Se un genitore ha a cuore i propri figli dovrebbe conoscere la musica che ascoltano. Il ruolo della musica è fondamentale in quest’epoca… è necessario prenderne coscienza. La musica è più forte della politica. Agli occhi dei ragazzi noi musicisti diventiamo un punto di riferimento, molto più in fretta di quanto faccia il presidente coi suoi discorsi. Ecco perché a Woodstock erano tantissimi.
Così ricorderà l’artista nella propria biografia. In realtà sembra che il festival non ebbe nell’immediato la risonanza che ci si aspetterebbe. Il mito di Woodstock si scatena solo qualche mese dopo, grazie al docufilm di Michael Wadleigh, premio Oscar 1970, che, sorvolando sui problemi e sugli incidenti, diede il via alla favola. Ecco di seguito un triplo album, lanciato dalla casa discografica Cotillion Records, con una selezione del “meglio”. Poi la morte, a soli ventisette anni, di Jimi Hendrix e Janis Joplin: la consacrazione definitiva della leggenda.
Mentiremmo nel dichiararci insensibili, ancora oggi, all’aura di Woodstock 1969, nonostante produttori e cantanti stessi ci abbiano più volte messo in guardia dall’abbandonarci al sogno: pessima organizzazione, traffico, carenza di servizi, assenza di un vero e proprio backstage. Ma il 16 agosto si avvicina e il tutto esaurito per i B&B circostanti Watkins Glen dimostra che la speranza che l’evento si ripeta è oggi più viva che mai. Certo, parliamo di epoche diverse. Il 1969 è l’anno del movimento hippie, è l’anno dell’attivismo, del sogno, più o meno edulcorato, di verità e di libertà.
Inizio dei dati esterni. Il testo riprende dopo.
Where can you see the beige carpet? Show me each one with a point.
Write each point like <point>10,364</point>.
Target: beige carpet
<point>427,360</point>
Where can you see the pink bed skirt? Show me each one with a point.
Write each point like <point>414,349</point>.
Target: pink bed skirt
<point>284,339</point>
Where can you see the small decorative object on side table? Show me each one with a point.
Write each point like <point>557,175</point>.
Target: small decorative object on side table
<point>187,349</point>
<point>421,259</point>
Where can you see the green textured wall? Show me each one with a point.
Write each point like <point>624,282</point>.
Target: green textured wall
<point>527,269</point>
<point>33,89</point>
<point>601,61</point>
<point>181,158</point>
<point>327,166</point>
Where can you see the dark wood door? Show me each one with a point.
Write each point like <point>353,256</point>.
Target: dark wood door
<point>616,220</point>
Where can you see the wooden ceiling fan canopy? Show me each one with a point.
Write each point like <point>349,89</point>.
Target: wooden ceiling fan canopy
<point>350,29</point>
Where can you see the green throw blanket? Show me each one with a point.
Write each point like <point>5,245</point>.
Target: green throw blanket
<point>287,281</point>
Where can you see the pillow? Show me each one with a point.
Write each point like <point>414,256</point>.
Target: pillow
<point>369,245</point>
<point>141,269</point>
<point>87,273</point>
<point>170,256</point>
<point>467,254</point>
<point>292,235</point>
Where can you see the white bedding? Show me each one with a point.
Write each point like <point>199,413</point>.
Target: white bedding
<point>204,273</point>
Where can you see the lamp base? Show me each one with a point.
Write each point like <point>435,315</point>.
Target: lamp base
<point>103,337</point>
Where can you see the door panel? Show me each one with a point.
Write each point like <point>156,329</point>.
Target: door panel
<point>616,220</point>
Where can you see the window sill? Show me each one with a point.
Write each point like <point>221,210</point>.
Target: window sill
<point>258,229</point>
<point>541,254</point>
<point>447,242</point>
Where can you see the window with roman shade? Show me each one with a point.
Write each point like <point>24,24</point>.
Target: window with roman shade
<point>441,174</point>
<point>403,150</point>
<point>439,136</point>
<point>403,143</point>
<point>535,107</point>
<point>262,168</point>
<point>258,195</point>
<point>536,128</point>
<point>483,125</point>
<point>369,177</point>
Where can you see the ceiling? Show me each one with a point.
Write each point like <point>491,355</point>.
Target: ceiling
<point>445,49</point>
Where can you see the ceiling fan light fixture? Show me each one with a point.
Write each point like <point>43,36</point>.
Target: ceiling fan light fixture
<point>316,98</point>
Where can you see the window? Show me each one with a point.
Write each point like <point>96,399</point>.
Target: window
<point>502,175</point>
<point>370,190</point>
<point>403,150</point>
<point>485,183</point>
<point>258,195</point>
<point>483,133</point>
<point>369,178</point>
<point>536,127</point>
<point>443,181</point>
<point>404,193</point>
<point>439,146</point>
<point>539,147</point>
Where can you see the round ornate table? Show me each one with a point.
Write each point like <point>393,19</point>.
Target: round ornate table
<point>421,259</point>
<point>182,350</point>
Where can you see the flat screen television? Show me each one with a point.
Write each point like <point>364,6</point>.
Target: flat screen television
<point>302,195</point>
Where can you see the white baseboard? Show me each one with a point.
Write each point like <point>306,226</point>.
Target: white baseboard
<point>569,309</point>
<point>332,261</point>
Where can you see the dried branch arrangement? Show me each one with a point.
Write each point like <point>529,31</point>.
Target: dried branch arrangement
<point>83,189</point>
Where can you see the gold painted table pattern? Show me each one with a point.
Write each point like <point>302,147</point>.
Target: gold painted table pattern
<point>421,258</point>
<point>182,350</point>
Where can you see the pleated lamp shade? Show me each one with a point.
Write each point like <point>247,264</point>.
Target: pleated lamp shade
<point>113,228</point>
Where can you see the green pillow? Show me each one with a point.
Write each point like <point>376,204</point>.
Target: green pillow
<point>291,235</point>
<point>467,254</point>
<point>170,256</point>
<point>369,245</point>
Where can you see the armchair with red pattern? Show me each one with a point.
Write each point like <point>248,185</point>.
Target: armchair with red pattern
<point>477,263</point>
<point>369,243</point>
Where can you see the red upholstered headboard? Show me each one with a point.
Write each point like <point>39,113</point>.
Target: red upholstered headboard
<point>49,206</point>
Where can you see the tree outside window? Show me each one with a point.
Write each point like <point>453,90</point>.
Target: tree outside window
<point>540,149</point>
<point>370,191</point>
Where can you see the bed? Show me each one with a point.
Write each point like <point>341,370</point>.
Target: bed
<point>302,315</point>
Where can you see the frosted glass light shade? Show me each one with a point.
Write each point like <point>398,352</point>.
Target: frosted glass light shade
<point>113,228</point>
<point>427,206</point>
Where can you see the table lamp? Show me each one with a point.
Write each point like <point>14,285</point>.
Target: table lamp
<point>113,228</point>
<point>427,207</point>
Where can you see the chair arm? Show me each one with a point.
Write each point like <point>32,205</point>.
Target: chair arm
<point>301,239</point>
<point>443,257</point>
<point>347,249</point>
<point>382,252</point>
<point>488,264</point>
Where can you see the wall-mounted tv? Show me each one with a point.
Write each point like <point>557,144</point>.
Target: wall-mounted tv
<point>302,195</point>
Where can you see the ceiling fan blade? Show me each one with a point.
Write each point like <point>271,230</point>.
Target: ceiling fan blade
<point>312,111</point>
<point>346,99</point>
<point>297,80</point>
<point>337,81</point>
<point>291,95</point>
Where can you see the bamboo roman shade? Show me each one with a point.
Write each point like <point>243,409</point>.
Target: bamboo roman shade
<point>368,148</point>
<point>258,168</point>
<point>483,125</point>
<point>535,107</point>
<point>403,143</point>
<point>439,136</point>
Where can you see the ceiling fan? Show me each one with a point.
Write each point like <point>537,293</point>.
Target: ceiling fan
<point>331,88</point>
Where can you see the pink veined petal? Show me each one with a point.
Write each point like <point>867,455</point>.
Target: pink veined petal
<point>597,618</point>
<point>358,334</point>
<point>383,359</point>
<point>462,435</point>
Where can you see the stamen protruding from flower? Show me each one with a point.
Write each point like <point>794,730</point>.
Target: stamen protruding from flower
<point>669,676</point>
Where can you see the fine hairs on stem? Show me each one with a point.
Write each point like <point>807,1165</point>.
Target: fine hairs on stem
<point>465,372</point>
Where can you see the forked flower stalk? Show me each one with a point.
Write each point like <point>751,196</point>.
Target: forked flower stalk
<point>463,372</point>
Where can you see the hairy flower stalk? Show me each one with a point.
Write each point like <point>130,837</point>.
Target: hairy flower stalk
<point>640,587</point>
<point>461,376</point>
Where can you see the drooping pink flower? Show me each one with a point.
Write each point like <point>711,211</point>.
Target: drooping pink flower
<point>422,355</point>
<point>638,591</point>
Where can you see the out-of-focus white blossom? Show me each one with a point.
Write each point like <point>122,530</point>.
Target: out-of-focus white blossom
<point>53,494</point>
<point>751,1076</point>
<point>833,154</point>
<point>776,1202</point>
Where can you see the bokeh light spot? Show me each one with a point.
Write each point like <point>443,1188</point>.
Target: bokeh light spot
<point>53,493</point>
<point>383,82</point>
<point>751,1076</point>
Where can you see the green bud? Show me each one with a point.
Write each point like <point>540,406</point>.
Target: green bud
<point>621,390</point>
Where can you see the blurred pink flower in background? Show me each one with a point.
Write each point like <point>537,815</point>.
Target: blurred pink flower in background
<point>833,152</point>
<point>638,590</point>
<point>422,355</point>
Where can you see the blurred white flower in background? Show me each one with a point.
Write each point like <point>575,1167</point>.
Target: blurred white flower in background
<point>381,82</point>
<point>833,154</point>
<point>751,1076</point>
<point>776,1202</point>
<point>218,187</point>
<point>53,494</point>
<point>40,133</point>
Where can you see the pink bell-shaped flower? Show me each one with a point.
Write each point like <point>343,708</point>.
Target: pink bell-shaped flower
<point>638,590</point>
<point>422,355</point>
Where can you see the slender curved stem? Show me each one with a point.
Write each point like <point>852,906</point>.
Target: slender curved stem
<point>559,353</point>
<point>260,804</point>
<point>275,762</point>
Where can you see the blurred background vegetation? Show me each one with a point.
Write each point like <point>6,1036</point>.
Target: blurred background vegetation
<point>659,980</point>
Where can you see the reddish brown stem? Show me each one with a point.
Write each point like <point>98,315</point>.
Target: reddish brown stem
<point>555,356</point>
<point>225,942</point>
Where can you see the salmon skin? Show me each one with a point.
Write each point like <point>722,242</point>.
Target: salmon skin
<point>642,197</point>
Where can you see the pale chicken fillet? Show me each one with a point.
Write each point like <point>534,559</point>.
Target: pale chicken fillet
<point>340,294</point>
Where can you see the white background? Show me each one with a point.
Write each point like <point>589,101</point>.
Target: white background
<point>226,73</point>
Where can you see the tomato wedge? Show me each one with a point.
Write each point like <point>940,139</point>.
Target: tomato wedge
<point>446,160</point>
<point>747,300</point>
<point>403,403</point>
Un festival che, per quanto nella nostra immaginazione un po’ “fuori dal tempo”, nel suo tempo profondamente e socialmente radicato.
Il promoter Michael Lang ci invita a credere in Woodstock 2019, una manifestazione che si promette multiculturale e globale. In streaming, per tutti. Se la line-up resta ancora segreta, una cosa il produttore lascia trapelare: saranno coinvolte alcune ONG.
Le cose sul pianeta sono in condizioni critiche, specialmente quando si parla di riscaldamento globale. Tutti hanno un ruolo da interpretare e far finta di niente è ridicolo. Voglio che la gente capisca come essere coinvolta. È una delle mie maggiori motivazioni.
Non ci resta che aspettare, e avere fiducia: che non sia solo un grande evento, ma che la musica possa avere ancora qualcosa da dire. Qualcosa di forte.
By the time we got to Woodstock
We were half a million strong
And everywhere there was song and celebration
And I dreamed I saw the bombers
Riding shotgun in the sky
And they were turning into butterflies
Above our nation
We are stardust.
FONTI
Jimi Hendrix, Zero. La mia storia, Einaudi 2014.